Unfortunately, the story never really takes the reader deeply into the implications of all this. It's set entirely in a Place operated by the Spiders, told from the perspective of a twenty-nine year old flapper from early 20th-century Chicago. We get to meet a Nazi commandant, a poetic contemporary of Shakespeare, a fearsome ancient Cretan warrior-woman who speaks in perfect meter (as all the ancients did, Homer was nothing extraordinary) and a tentacled alien from the billion year old Lunar civilization that annihilated itself with nuclear weapons before our own ancestors had become so much as multicellular. All these odd characters make for some excellent drama, and Leiber's got the dialogue down pat, but the overall effect leaves something to be desired. No one from the enemy camp even makes an appearance. The story is told from within a small, isolated station floating around a great, spectacular cosmos that the author only hints at. Any reader with even a modicum of curiosity is demanding more, but Leiber never shows us more than a tiny fragment. He built a fascinating universe, gave his readers tantalizing hints of it, and proceeded to write 130 pages of human drama.

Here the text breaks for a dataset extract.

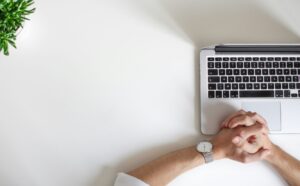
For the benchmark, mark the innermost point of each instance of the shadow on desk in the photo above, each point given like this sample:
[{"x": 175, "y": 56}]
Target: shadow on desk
[{"x": 129, "y": 163}]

There are just too many ideas left hanging here; not even the best author could fit more than a few of them into such a short novel whose focus is on dialogue anyway. The ending, which I won't spoil for you, might have been somewhat revelatory to the 1958 reader, but now it seems almost a cop-out.

The Big Time might be a passable way to spend a few lazy hours. I found my copy at a yard sale and paid fifty cents for it; I wouldn't recommend spending any more than that.